L'institut voit plus que décupler le nombre de décès aux États-Unis en avril, atteignant 60 000.

Avant même que la Maison Blanche ne dévoile les détails de son modèle, le gouverneur Ned Lamont a déclaré mardi que tous les algorithmes et modèles pointaient tous vers la même conclusion: avril sera « un mois horrible ».

Le décompte quotidien de COVID-19 du Connecticut est publié sur le site Web du ministère de la Santé publique: le nombre de tests effectués, les cas confirmés, les patients hospitalisés et les décès.
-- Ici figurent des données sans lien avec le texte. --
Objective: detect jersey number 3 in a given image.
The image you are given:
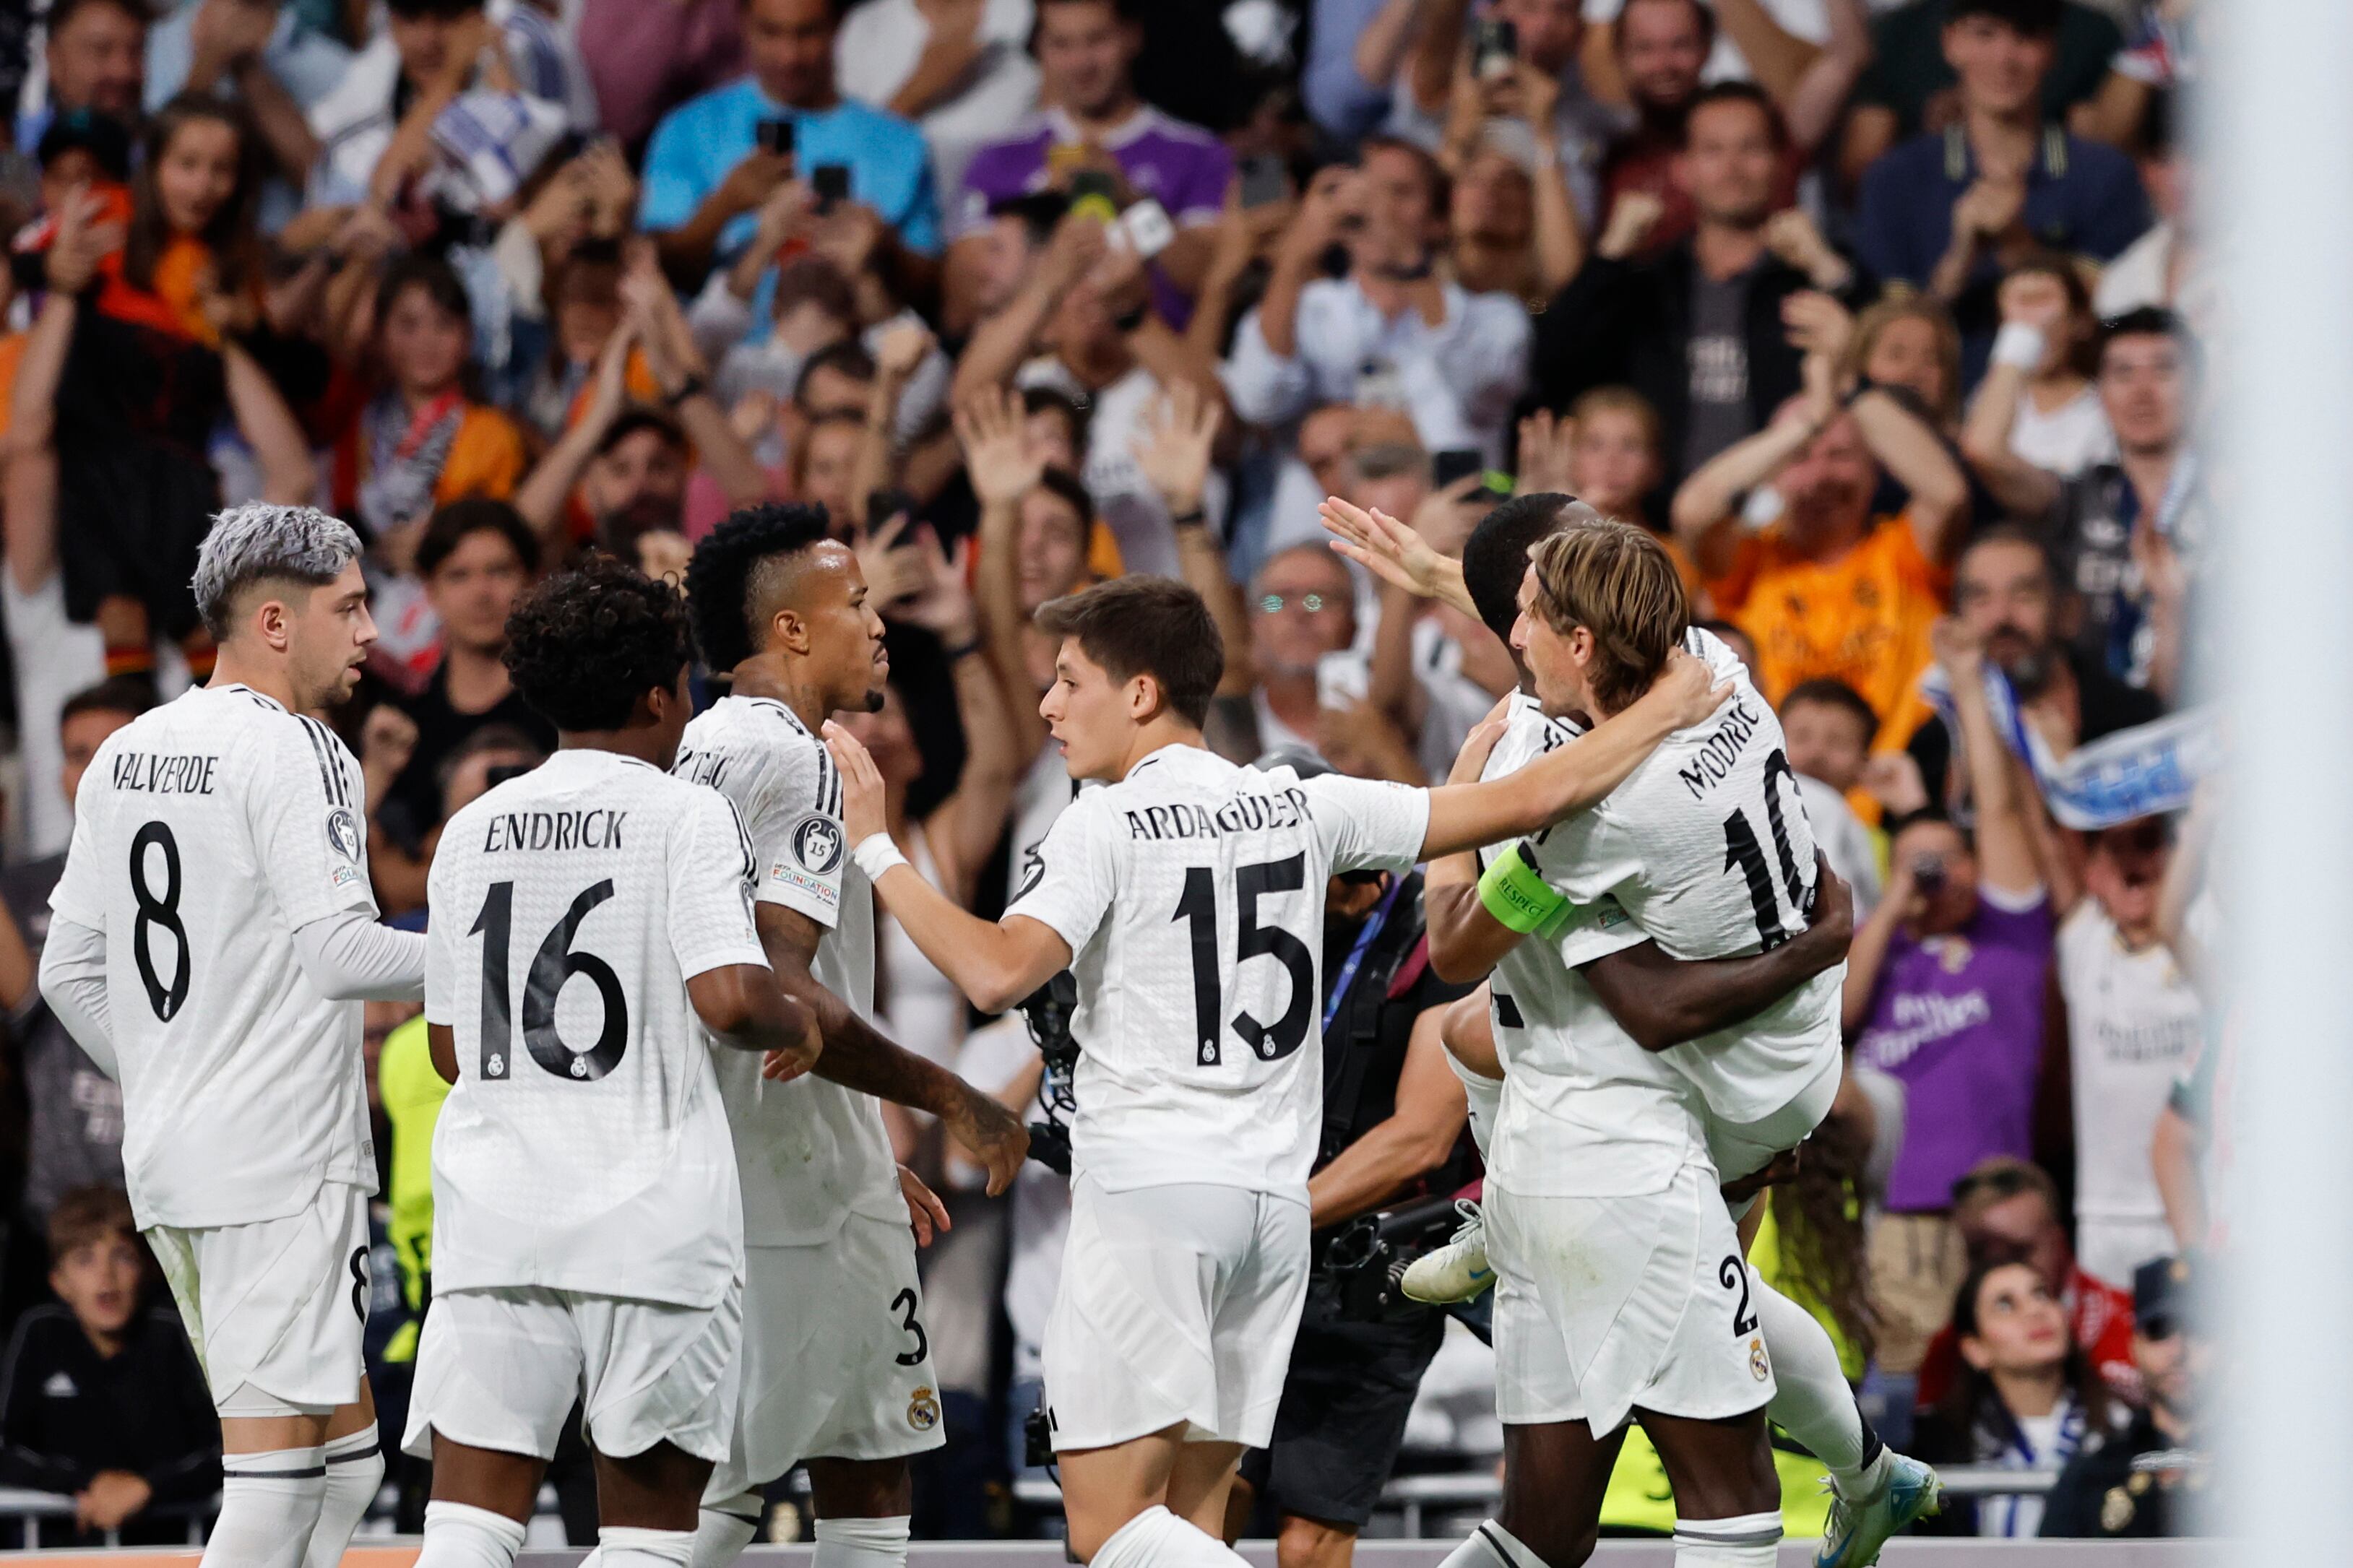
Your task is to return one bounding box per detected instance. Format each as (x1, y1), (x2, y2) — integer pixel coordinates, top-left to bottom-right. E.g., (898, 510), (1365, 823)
(469, 880), (630, 1082)
(1721, 749), (1814, 950)
(1173, 854), (1314, 1067)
Ce sont des mesures imparfaites de ce qui se passe un jour donné et des ensembles de données incomplets alimentant les prévisions de ce qui est à venir.

Le laboratoire DPH a confirmé les deux premiers cas de l’État le 9 mars, aucun le 10 mars, puis un autre le 11 mars.
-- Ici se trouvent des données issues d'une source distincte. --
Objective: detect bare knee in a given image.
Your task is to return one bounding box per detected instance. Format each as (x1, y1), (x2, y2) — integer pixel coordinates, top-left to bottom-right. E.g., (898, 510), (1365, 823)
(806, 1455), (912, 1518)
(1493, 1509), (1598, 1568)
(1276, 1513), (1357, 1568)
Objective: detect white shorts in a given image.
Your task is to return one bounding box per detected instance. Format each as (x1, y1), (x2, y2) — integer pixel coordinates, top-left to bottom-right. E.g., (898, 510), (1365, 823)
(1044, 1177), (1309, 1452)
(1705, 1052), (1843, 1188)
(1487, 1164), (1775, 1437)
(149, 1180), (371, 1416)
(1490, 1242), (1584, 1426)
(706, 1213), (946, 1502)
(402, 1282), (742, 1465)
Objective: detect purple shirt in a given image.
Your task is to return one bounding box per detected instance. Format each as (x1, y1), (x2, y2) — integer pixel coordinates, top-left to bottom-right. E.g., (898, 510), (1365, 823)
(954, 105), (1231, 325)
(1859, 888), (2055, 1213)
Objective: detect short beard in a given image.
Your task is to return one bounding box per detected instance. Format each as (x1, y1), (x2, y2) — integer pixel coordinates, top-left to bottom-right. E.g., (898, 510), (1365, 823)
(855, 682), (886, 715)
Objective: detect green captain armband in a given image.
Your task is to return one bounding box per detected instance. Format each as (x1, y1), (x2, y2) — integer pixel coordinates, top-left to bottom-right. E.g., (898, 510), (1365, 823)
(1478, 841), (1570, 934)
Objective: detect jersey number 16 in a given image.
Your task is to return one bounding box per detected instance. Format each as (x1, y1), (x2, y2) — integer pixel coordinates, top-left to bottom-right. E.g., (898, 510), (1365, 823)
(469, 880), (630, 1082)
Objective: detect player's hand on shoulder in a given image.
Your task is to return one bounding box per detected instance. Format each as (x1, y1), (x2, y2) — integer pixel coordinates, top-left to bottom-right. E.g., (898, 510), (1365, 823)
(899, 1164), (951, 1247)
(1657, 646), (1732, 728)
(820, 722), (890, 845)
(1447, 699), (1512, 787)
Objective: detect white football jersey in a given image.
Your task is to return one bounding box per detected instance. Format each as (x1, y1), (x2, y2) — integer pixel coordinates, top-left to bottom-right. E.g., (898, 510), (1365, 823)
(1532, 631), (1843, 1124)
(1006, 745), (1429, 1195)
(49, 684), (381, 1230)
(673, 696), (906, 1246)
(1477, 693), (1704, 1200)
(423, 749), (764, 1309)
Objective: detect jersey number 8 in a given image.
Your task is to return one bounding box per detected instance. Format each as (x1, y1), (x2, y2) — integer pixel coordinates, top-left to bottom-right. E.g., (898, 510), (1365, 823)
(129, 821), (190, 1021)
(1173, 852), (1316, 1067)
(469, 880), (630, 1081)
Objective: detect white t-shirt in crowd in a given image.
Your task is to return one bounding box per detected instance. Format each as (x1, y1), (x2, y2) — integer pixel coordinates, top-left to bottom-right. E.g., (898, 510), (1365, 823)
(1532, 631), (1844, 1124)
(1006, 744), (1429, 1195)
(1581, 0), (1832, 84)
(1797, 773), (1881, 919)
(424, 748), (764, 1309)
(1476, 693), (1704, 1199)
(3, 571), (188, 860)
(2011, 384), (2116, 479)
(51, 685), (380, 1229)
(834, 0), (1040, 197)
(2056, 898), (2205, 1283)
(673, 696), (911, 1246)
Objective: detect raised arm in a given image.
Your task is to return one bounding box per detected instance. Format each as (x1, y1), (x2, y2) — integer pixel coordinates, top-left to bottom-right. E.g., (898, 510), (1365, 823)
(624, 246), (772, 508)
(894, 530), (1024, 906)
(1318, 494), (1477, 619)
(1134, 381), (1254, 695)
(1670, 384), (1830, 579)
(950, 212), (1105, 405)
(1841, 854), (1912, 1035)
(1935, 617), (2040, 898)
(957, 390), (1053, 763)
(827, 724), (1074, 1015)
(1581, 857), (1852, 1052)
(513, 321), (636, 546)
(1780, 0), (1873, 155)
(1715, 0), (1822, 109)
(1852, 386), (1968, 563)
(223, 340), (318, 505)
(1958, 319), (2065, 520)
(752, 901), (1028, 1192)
Mardi, le total d'une journée était de 557, et l'épidémiologiste de l'État a déclaré que le total cumulé des cas confirmés, aujourd'hui 3 128, ne serait que la pointe de l'iceberg. Ce qui reste invisible est beaucoup plus grand, peut-être d'une magnitude de 10, peut-être plus.

« Notre objectif est de fournir le maximum de données possible », a déclaré Av Harris « Ce n'est pas un processus simple. »
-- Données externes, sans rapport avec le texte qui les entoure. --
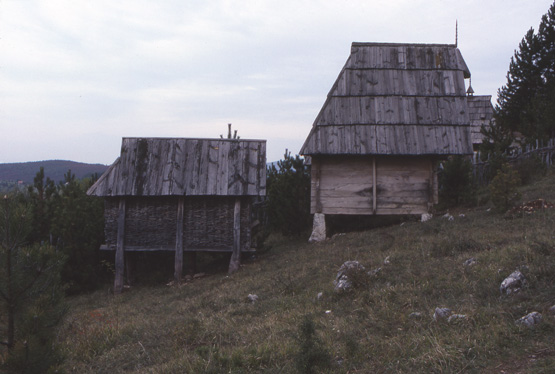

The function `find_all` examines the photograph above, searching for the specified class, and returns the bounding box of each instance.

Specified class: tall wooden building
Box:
[88,137,266,293]
[300,42,473,235]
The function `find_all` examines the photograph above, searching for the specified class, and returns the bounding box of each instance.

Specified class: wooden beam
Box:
[372,157,377,214]
[114,198,126,294]
[174,197,184,283]
[228,198,241,274]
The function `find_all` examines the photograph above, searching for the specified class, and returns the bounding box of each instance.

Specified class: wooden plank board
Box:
[174,197,184,282]
[228,198,241,273]
[114,198,126,294]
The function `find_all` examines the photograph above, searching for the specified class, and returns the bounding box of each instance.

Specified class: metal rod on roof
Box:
[455,20,458,47]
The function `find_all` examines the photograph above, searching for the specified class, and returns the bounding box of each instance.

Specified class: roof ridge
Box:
[352,42,457,48]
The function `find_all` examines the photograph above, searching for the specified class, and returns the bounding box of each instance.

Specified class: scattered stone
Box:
[333,261,366,292]
[458,213,466,218]
[316,292,323,300]
[506,199,554,218]
[409,312,423,319]
[442,213,453,220]
[247,294,259,303]
[463,257,477,267]
[433,307,452,321]
[549,305,555,315]
[367,267,382,277]
[500,270,527,295]
[184,274,193,281]
[421,213,433,222]
[515,312,543,328]
[193,272,206,279]
[325,310,332,314]
[447,314,468,323]
[308,213,326,243]
[383,256,391,265]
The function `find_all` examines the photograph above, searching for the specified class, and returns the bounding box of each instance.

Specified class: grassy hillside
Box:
[56,172,555,373]
[0,160,109,185]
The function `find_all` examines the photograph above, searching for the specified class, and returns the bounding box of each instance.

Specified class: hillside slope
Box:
[57,171,555,373]
[0,160,109,184]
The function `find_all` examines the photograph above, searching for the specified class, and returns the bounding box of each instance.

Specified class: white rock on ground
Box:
[515,312,542,328]
[447,314,468,323]
[421,213,433,222]
[500,270,527,295]
[463,257,477,267]
[433,307,452,321]
[333,261,366,292]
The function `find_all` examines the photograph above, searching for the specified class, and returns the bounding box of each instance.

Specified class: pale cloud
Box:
[1,0,554,164]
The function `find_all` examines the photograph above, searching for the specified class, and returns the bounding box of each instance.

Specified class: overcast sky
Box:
[1,0,553,165]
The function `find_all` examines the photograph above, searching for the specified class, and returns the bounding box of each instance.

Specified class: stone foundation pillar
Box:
[308,213,326,243]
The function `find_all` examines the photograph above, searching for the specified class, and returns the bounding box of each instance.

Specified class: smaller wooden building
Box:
[87,137,266,293]
[467,95,494,151]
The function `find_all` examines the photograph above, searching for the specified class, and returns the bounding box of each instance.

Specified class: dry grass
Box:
[57,171,555,373]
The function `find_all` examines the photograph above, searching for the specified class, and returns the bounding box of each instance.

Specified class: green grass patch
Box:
[55,171,555,373]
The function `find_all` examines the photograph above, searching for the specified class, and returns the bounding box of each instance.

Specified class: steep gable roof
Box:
[300,42,473,155]
[87,137,266,197]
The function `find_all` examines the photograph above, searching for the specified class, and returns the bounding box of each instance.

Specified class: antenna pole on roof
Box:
[455,20,458,47]
[227,123,232,139]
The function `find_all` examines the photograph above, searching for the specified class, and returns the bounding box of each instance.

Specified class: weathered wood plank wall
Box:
[311,156,434,215]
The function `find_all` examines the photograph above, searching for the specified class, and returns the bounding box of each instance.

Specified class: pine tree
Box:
[266,151,311,236]
[50,170,104,294]
[0,195,66,373]
[495,28,542,134]
[27,167,56,244]
[533,1,555,138]
[496,1,555,140]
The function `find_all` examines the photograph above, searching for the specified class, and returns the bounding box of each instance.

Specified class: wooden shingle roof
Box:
[467,95,494,146]
[300,42,474,156]
[87,137,266,197]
Le Connecticut publie plus de détails que certains États, moins que d'autres. Le contenu de la mise à jour quotidienne sur le site Web de DPH a été modifié lundi et à nouveau mardi, offrant des résumés plus clairs et plus de points de données. Et au cours du week-end, il est passé aux données d'hospitalisation recueillies par la Connecticut Hospital Association, les trouvant plus précises.

« Nous entendons de nombreuses personnes différentes qui sont des parties prenantes sur les données qu’elles souhaitent voir », a déclaré Harris. « Nous recevons des contributions des services de santé publique locaux, des législateurs du bureau du gouverneur. »

Il existe peu de données sur les infections dans les maisons de soins infirmiers et aucune parmi les travailleurs hospitaliers. Et il y a des questions sur l’exactitude et la rapidité du bilan des morts, étant donné le décès jeudi de Mike O’Brien, 35 ans. Ce n'est que lundi que les statistiques sommaires du DPH reflétaient le décès de toute personne de moins de 40 ans.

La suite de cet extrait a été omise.